Tal vez el problema no radica en la dirección, ni es fallido el guion, ni el estilo bombástico es lo que resulta letal, sino que no hay una idea poderosa en las tripas de esa imaginería artificiosa, que no existe el menor intento de riesgo en todo el horizonte de la película, ni un solo milímetro de incorrección, ni la menor pulsión artística.

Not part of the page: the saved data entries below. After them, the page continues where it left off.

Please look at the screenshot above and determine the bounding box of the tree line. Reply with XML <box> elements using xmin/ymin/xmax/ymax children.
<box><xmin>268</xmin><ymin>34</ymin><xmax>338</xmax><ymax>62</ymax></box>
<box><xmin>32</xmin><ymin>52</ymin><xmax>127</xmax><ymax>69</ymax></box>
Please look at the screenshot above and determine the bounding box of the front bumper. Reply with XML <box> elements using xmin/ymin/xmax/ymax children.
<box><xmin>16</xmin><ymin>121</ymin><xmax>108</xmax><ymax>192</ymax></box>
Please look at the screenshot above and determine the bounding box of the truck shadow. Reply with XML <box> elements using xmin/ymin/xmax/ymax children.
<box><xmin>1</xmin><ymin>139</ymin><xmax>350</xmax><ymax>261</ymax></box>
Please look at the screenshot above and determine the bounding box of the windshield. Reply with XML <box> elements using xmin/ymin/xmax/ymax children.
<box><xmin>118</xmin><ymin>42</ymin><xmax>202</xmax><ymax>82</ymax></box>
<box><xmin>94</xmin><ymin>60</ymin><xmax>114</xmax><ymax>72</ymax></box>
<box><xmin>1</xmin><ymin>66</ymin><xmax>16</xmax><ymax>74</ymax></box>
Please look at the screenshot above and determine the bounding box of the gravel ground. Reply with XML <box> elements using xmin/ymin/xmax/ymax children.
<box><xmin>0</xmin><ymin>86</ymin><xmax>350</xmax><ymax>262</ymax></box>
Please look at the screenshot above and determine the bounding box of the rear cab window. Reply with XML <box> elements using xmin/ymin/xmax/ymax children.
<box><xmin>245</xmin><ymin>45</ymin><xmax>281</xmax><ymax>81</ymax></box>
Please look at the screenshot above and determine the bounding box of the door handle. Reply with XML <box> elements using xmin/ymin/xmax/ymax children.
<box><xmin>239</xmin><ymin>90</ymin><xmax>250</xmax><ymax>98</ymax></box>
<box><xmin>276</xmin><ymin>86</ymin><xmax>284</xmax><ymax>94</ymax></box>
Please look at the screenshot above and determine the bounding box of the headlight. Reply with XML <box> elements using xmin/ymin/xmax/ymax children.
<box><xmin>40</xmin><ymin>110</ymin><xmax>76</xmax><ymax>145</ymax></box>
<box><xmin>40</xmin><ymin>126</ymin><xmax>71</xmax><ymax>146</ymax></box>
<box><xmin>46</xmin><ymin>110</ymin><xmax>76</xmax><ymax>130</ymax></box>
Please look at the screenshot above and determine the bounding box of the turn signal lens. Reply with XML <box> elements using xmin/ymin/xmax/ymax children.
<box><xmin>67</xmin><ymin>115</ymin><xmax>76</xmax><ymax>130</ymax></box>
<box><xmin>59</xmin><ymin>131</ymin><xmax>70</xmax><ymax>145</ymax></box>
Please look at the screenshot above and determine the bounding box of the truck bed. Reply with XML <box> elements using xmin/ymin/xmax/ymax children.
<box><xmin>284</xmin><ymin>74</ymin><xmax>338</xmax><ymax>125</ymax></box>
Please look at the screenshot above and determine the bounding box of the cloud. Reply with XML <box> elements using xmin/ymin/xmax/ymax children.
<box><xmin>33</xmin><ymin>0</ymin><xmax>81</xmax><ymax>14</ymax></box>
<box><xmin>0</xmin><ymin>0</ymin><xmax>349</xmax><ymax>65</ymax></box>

Ni arte, al final, sino, por algunos instantes, ciertos destellos de inofensiva artesanía.
Si ya en la acera uno se sigue haciendo preguntas, llega hasta sospechar –por eso del beneficio de la duda–, que puede ser que Leontina es nada más que una cruel autoparodia, pero esa idea dura un segundo y da paso a otra, también extremista: ¿Y si no está hecha para niños ni para adultos, ni para ninguna audiencia imparcial, sino únicamente para los que se vieron involucrados en el proyecto, que acaso podrán verla con cierta complacencia?

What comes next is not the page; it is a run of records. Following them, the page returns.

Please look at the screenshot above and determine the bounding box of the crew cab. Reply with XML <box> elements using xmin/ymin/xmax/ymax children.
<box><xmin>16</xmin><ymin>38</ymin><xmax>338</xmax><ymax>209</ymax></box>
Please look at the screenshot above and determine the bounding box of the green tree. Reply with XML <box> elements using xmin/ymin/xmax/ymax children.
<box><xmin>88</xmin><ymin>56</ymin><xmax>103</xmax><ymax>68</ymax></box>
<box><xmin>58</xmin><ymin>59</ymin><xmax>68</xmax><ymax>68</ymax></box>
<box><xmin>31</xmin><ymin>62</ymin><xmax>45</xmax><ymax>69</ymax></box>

Y si dejarlo a uno pensando sin cesar durante unos minutos es un mérito, entonces Leontina lo tiene, de igual modo que habrá la indudable consecuencia de que uno no acudirá inocentemente a la próxima entrega fílmica de este director, aunque resulte que conocía muy bien el gusto de iraníes, franceses y otras butacas del planeta y los hechizó con su proyector universal.